Input [batch, seq_len, embed_dim]
      |
      v
+-----------------------+
| Input Projection      |
+-----------------------+
      |
      v
+-----------------------+
| Layer 1 (Hyena)       |
|  LongConv + Gating    |
+-----------------------+
      |
+-----------------------+
| Layer 2 (GatedConv)   |
|  DepthwiseConv + Gate |
+-----------------------+
      |
+-----------------------+
| Layer 3 (Hyena)       |
|  ...repeating pattern |
+-----------------------+
      |
      v
[batch, hidden_size]    (last timestep)

Gated Conv Block

norm(x) -> dense(2*H) -> split(x_val, x_gate)
  -> DepthwiseConv(x_val) * sigmoid(x_gate)
  -> dense(H) -> residual
  -> FFN -> residual

Usage

model = StripedHyena.build(
  embed_dim: 287,
  hidden_size: 256,
  order: 2,
  num_layers: 4
)

Reference

Summary

Types

Options for build/1.

Functions

Build a Striped Hyena model for sequence processing.

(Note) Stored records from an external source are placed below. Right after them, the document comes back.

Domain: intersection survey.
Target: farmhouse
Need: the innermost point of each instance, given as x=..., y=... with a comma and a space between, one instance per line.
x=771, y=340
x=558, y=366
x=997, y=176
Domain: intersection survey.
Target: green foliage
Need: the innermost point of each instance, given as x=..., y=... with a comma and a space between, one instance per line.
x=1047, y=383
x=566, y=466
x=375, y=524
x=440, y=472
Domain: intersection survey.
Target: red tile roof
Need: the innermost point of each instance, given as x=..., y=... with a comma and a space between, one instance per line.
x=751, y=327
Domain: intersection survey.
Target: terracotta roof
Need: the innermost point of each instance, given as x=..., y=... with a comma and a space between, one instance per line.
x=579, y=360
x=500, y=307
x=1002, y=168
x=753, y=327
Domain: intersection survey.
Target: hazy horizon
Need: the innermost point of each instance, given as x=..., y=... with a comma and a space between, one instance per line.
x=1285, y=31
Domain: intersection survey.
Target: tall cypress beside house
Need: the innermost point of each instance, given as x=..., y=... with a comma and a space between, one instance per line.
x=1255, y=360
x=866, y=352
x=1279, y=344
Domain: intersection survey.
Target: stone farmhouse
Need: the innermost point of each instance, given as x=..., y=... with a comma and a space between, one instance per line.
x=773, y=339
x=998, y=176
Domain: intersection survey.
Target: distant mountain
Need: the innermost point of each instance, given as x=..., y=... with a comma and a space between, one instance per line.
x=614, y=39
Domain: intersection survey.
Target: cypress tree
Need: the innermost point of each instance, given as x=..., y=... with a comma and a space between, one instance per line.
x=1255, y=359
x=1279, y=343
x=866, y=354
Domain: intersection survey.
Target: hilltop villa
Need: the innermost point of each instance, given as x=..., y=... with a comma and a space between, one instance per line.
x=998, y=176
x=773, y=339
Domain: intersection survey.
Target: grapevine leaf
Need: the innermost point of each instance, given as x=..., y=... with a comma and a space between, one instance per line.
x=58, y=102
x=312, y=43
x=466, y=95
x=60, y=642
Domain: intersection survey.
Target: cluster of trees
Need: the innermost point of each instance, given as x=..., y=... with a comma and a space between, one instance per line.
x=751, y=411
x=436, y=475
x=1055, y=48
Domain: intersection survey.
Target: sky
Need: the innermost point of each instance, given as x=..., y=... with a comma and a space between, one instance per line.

Build a gated depthwise convolution block.

Get the output size of a Striped Hyena model.

Get recommended defaults.

Types

build_opt()

@type build_opt() ::
  {:conv_kernel_size, pos_integer()}
  | {:dropout, float()}
  | {:embed_dim, pos_integer()}
  | {:filter_size, pos_integer()}
  | {:hidden_size, pos_integer()}
  | {:num_layers, pos_integer()}
  | {:order, pos_integer()}
  | {:seq_len, pos_integer()}
  | {:window_size, pos_integer()}

Options for build/1.

Functions

build(opts \\ [])

@spec build([build_opt()]) :: Axon.t()

Build a Striped Hyena model for sequence processing.

Options

  • :embed_dim - Size of input embedding per frame (required)
  • :hidden_size - Internal hidden dimension (default: 256)
  • :order - Hyena gating order (default: 2)
  • :filter_size - Implicit filter MLP hidden size (default: 64)
  • :conv_kernel_size - Kernel size for gated conv blocks (default: 7)
  • :num_layers - Total number of layers (default: 4)
  • :dropout - Dropout rate (default: 0.1)
  • :window_size - Expected sequence length (default: 60)

Returns

An Axon model that outputs [batch, hidden_size] from the last position.

build_gated_conv_block(input, opts)

@spec build_gated_conv_block(
  Axon.t(),
  keyword()
) :: Axon.t()

Build a gated depthwise convolution block.

Architecture: norm -> dense(2H) -> split -> DWConv(val) sigmoid(gate) -> dense -> residual -> FFN -> residual

output_size(opts \\ [])

@spec output_size(keyword()) :: non_neg_integer()

Get the output size of a Striped Hyena model.